You can stay in touch with friends, family, and care providers. Let them know your situation and how to help you if you get sick. Be prepared to explain to people what lupus is and why you need to be extra careful. This worksheet can help you organize your thoughts. You can also find support and community through LupusConnect, our online support community.

You can contact us with issues that you're having. Our health educator specialists will help you find the necessary resources and provide you with individualized answers.


As mentioned earlier, the best way to prevent a COVID-19 infection is to protect yourself. You can do so by:

Double masking – With new variants of the disease circulating around the country, improving the fit of your mask is important. The CDC recommends wearing a disposable mask underneath a cloth mask.

Avoid touching your eyes, nose, or mouth to reduce the spread of germs.

Wash your hands (tops, palms, and fingers) often with hot, soapy water for at least 20 seconds, especially after you have been out in public. Remember that high-touch surfaces can expose you to germs.
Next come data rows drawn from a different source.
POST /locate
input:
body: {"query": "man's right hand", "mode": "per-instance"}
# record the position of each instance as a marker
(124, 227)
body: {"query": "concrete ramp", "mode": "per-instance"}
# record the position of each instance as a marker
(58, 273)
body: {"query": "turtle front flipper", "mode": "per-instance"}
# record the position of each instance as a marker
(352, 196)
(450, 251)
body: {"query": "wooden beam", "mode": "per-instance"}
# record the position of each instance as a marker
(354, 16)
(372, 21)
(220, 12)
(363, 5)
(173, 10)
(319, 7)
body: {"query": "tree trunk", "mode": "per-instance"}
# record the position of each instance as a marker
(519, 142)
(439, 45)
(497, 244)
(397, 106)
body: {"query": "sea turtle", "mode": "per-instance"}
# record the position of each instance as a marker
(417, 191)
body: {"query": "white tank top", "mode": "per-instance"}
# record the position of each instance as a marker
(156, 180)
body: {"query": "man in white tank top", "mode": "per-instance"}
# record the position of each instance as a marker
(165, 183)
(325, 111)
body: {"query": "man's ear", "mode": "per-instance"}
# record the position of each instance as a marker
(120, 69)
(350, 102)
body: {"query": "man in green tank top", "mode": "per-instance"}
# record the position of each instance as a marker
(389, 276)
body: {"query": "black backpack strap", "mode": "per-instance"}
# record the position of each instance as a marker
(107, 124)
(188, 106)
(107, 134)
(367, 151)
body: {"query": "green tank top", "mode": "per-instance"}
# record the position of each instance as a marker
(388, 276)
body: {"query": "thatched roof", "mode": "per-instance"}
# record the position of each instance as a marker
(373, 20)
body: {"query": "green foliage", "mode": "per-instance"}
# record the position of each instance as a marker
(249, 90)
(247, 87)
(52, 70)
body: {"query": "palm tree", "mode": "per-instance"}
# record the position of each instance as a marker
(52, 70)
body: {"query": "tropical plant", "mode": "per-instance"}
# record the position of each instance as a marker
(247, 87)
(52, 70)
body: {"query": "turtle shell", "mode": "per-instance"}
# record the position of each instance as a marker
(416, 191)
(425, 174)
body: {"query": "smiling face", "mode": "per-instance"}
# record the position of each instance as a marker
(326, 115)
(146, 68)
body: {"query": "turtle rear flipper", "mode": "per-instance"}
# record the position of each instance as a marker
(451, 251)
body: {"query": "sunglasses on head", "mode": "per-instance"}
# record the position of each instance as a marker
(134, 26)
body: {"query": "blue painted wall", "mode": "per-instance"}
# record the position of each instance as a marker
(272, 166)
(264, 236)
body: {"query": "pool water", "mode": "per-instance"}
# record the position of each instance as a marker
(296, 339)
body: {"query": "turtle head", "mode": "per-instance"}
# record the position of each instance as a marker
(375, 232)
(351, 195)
Keep and use alcohol-based gel or wipes, both out in public and at home.

Getting Vaccinated

Currently, there are three vaccines that have been authorized and recommended to prevent COVID-19:

  • Pfizer-BioNTech COVID-19 vaccine

  • Moderna COVID-19 vaccine​​

  • Johnson & Johnson’s Janssen COVID-19 vaccine

While there are still many questions left to be answered, you can read all of the information and resources about the COVID-19 vaccines, and connect with your doctor. We will be updating this page as we know more.

What We Are Doing For You

The ongoing COVID-19 pandemic’s impact can still be felt across the nation. At the Lupus Foundation of America, we continue in our commitment to providing the most up-to-date information surrounding new developments on the coronavirus and its impact on the lupus community. Your health and care are our highest priorities and by following the science closely and consulting with members of LFA’s Medical-Scientific Advisory Council (MSAC), every measure is taken to ensure people affected by lupus receive the care, support, and vital information they need.
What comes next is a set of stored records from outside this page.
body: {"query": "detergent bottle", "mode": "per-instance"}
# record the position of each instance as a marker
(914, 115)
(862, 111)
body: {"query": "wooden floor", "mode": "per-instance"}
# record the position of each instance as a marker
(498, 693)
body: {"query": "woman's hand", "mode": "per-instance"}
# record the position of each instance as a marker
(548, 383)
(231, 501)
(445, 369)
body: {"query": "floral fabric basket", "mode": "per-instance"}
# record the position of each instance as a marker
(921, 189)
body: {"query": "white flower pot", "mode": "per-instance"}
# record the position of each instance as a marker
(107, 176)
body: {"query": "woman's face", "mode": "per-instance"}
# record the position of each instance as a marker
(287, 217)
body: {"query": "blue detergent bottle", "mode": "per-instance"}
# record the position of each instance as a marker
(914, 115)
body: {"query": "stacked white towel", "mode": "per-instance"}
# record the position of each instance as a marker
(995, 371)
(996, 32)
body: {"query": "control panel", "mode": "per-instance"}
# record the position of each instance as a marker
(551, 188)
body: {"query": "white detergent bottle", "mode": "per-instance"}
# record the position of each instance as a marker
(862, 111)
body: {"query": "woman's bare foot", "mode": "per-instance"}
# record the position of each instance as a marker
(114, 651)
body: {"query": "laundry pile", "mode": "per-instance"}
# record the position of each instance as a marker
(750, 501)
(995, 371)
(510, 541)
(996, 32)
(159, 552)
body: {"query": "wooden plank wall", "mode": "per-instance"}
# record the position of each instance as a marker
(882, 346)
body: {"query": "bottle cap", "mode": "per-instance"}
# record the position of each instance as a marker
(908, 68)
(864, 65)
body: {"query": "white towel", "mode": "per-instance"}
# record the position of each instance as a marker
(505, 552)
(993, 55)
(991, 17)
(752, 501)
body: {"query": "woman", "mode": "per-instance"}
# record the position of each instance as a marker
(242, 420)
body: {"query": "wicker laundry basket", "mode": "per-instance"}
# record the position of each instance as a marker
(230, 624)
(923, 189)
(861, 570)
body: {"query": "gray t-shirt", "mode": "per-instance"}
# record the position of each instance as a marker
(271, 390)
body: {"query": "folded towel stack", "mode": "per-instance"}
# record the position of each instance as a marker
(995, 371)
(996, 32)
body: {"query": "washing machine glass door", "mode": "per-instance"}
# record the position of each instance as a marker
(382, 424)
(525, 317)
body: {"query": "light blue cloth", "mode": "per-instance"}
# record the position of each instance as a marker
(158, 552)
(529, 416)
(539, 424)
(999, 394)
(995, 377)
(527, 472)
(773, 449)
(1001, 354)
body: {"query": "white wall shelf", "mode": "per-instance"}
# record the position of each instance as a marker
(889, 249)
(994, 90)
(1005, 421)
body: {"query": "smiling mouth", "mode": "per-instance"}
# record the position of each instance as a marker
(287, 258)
Since so much of the work we do is influenced by our constituents’ experiences, in hopes of advancing critical lupus research, funding and education programs; we have listened to your concerns and represented your views. Now more than ever, our engagement and outreach with those living with lupus and their involvement in various advocacy efforts has given us a unique perspective in addressing our community’s immediate health care needs and concerns.Our Health Education Specialists (HES) have served on the front line of COVID-related questions since the beginning of the pandemic. As professionals in nursing and health education, HES continue to stay on top of trends, research information, and recommendations from the Center for Disease Control and the American College of Rheumatology.

They are working across departments to provide general resources and support during this difficult time and have brought constituent concerns to the forefront. HES have advocated for the needs of people with lupus, all while addressing your most pressing questions about the medication shortages, social distancing, working during COVID-19, and vaccination recommendations.

Lastly, in an effort to make certain that the protections of the lupus community and other immunocompromised groups are prevalent during the vaccine distribution rollout, we have joined forces with the Immune Deficiency Foundation (IDF), The AIDS Institute, the American Autoimmune Related Diseases Association (AARDA), and Susan G. Komen to establish the Protecting the Immunocompromised Collaborative. The Collaborative seeks to bring the immunocompromised communities’ concerns and voices to the attention of the Committee on Equitable Allocation of Vaccine for the Coronavirus, the Advisory Committee on Immunization Practices at CDC, and policymakers on the Hill.